Event
Ph.D. Dissertation Defense: Ahmed Adel Attia
Tuesday, March 3, 2026
9:00 a.m.
AVW 1146
Committee:
Professor Chair/Advisor: Carol Espy-Wilson
Professor Shihab Shamma
Professor Sanghamitra Dutta
Professor Dinesh Manocha
Date/time: March 3rd, 2026, 9AM
Location: AVW 1146
Title: Advancing Speech Recognition for Low-Resource Domains: A Case Study in Educational and Classroom Speech
Abstract:
This dissertation examines data-centric and training-centric approaches for enhancing ASR under adverse low-resource conditions, utilizing classroom speech as a motivating and representative application domain. We study the adaptation of transformer-based ASR models, including Whisper and Wav2vec2.0, to children's speech and classroom environments. We start by curating and analyzing public and otherwise available children and classroom speech datasets, introducing filtering, preprocessing, and error analysis techniques that improve their utility for model training and evaluation.
The majority of research in low-resource speech models is concerned with low-resource languages, where the audio quality may vary, but the main challenge is adapting to new linguistic syntaxes. Classroom speech is unique, wherein the main challenge is the adversarial acoustic environment, with a distinct linguistic structure that is still within the English language. To this end, we start with a proposed adaptation technique through adapting the acoustic models through Continued Pre-training (CPT) on unlabeled in-domain audio. This approach demonstrates significantly improved robustness in multi-speaker, noisy conditions using real classroom datasets.
We follow this work by introducing techniques to leverage weak, inaccurate, and imprecise transcription. This approach stems from a practical need to increase the utility of available data and reduce the demand for high-cost, accurate verbatim transcriptions. We propose Weakly Supervised Pre-training (WSP), a training paradigm that utilizes large amounts of weak transcriptions as an intermediate supervision step prior to supervised fine-tuning. We validate this approach both with synthetically corrupted transcripts and real weak transcripts from classroom datasets, and under both tests, WSP shows significant improvement, which increases the utility of limited gold-standard transcripts.
A parallel approach to WSP that is also concerned with improving the acoustic modeling capacity of the model and increasing the utility of limited datasets is data simulation.
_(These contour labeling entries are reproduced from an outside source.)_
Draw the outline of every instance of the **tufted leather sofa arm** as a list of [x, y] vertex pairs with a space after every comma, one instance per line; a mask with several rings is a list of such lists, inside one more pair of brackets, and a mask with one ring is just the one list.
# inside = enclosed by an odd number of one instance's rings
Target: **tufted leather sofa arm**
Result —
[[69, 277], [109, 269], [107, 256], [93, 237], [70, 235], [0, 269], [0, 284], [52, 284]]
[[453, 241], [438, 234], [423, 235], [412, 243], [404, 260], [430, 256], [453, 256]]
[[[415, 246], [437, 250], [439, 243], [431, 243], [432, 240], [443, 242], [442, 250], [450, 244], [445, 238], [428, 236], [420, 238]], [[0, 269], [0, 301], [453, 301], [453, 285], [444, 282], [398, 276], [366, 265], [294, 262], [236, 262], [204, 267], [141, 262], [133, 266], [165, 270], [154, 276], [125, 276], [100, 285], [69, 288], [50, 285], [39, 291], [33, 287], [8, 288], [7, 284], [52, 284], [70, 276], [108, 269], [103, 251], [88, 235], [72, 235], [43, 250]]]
Recent speech models have utilized AI to produce generative speech from text corpora. This approach, while effective, is expensive and is bottlenecked by the naturalness and variability of Text-To-Speech(TTS) models. We propose a simulation-based approach that uses available natural speech and simulates the acoustic environment itself. This approach's novelty lies in its usage of game engines to recreate the acoustic environments, allowing for fast, cheap, and scalable data simulation. Using these virtual environments, we simulate babble noise and capture Room Impulse Responses (RIRs) in simulated classroom environments. Paired with semantically-paired adult and child educational speech from different datasets, we create RealClass, the first and largest shareable classroom speech corpus. Benchmarks on this dataset show that it outperforms off-the-shelf speech datasets on classroom test data and works best when paired with real classroom speech, increasing the utility of available limited data.
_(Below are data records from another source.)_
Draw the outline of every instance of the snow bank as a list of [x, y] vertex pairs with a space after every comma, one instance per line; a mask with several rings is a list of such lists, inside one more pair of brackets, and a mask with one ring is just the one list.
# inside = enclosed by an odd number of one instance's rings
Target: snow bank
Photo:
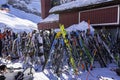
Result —
[[[32, 30], [37, 30], [37, 24], [32, 21], [18, 18], [15, 15], [3, 11], [0, 11], [0, 23], [1, 28], [10, 28], [14, 32], [31, 32]], [[3, 26], [3, 24], [5, 24], [5, 26]]]
[[[80, 22], [79, 24], [73, 24], [70, 27], [66, 28], [66, 31], [71, 32], [71, 31], [85, 31], [88, 29], [88, 23], [85, 21]], [[60, 29], [55, 29], [55, 32], [59, 32]], [[94, 28], [90, 25], [90, 33], [94, 34]]]
[[[87, 29], [88, 29], [88, 23], [85, 21], [82, 21], [79, 24], [74, 24], [68, 27], [66, 30], [67, 31], [76, 31], [76, 30], [86, 31]], [[90, 25], [90, 30], [91, 32], [94, 32], [94, 28], [91, 25]]]
[[98, 4], [98, 3], [107, 2], [107, 1], [112, 1], [112, 0], [76, 0], [76, 1], [66, 3], [66, 4], [55, 6], [52, 9], [50, 9], [49, 12], [52, 13], [55, 11], [62, 11], [62, 10], [66, 10], [66, 9], [83, 7], [83, 6]]

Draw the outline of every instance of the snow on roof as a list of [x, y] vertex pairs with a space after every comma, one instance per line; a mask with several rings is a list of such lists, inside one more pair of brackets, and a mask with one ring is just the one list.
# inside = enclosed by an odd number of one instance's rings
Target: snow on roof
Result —
[[50, 14], [47, 18], [43, 19], [41, 22], [54, 22], [59, 21], [59, 15], [58, 14]]
[[7, 3], [7, 0], [0, 0], [0, 5], [1, 4], [6, 4]]
[[[66, 31], [68, 32], [72, 32], [72, 31], [86, 31], [88, 29], [88, 23], [85, 21], [80, 22], [79, 24], [73, 24], [71, 26], [69, 26], [68, 28], [66, 28]], [[91, 30], [91, 34], [94, 33], [94, 28], [90, 25], [90, 30]], [[55, 32], [59, 32], [60, 29], [55, 29]]]
[[[4, 25], [3, 25], [4, 24]], [[10, 28], [14, 32], [31, 32], [37, 30], [37, 24], [32, 21], [18, 18], [12, 14], [0, 11], [0, 29]]]
[[98, 4], [98, 3], [108, 2], [108, 1], [112, 1], [112, 0], [76, 0], [66, 4], [55, 6], [52, 9], [50, 9], [49, 12], [52, 13], [56, 11], [63, 11], [66, 9], [73, 9], [77, 7], [83, 7], [83, 6], [88, 6], [88, 5]]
Our final contribution to improve the acoustic modeling of ASR models is concerned with the reintegration of speech articulatory parameters in ASR. Mainly, we add an auxiliary acoustic-to-articulatory Speech Inversion (SI) task, which predicts the speech articulatory parameters from the raw speech signal, into the ASR model. This approach significantly improves the performance of ASR models under low-resource conditions.
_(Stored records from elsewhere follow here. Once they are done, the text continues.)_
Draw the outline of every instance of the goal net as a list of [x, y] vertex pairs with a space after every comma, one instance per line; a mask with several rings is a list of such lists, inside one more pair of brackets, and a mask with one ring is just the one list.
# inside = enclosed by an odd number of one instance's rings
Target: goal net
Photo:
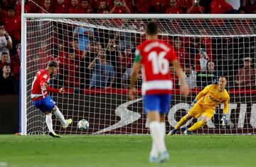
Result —
[[[65, 90], [64, 95], [50, 95], [64, 117], [73, 120], [63, 129], [53, 116], [57, 133], [81, 134], [77, 124], [85, 119], [90, 128], [83, 133], [148, 134], [140, 92], [141, 72], [137, 81], [138, 99], [128, 99], [127, 87], [136, 46], [145, 40], [144, 28], [152, 19], [159, 24], [159, 38], [174, 46], [191, 89], [188, 97], [181, 96], [179, 81], [170, 69], [174, 95], [166, 117], [166, 132], [187, 113], [196, 95], [206, 85], [216, 83], [222, 75], [228, 76], [230, 96], [228, 124], [221, 126], [220, 104], [212, 119], [194, 133], [255, 132], [255, 19], [241, 15], [223, 15], [222, 18], [217, 16], [218, 19], [207, 15], [190, 16], [191, 18], [188, 15], [23, 16], [23, 134], [48, 131], [45, 115], [33, 106], [30, 91], [36, 73], [50, 60], [59, 63], [58, 74], [50, 80], [50, 86]], [[196, 121], [188, 122], [182, 131]]]

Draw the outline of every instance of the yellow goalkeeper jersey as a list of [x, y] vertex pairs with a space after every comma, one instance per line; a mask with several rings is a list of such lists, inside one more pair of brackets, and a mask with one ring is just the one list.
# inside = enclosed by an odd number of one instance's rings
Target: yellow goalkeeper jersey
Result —
[[214, 109], [220, 103], [224, 103], [223, 114], [228, 113], [229, 99], [228, 91], [224, 90], [223, 92], [219, 92], [217, 85], [206, 87], [196, 97], [198, 104], [208, 109]]

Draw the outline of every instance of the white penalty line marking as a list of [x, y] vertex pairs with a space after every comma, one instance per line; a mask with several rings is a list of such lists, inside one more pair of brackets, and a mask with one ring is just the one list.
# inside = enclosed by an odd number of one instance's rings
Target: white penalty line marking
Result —
[[0, 162], [0, 166], [8, 166], [8, 163], [6, 162]]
Finally, we compare our approaches to emerging technologies, namely Large Language Model (LLM) driven ASR models. Our benchmarks highlight the great potential of prompt-based contextual biasing as a cheap and effective adaptation technique. We also show that the contributions of this dissertation, applied to a smaller, acoustic ASR model without LLM components, outperform LLM-based models, even with contextual biasing and supervised fine-tuning on in-domain classroom data. This finding underscores that even with the superior linguistic modeling capacity of LLM-based approaches, improved acoustic modeling is more effective in acoustically adversarial environments. Collectively, these contributions advance the understanding and practical performance of ASR systems under data scarcity, offering generalizable methodologies for low-resource speech recognition beyond educational domains.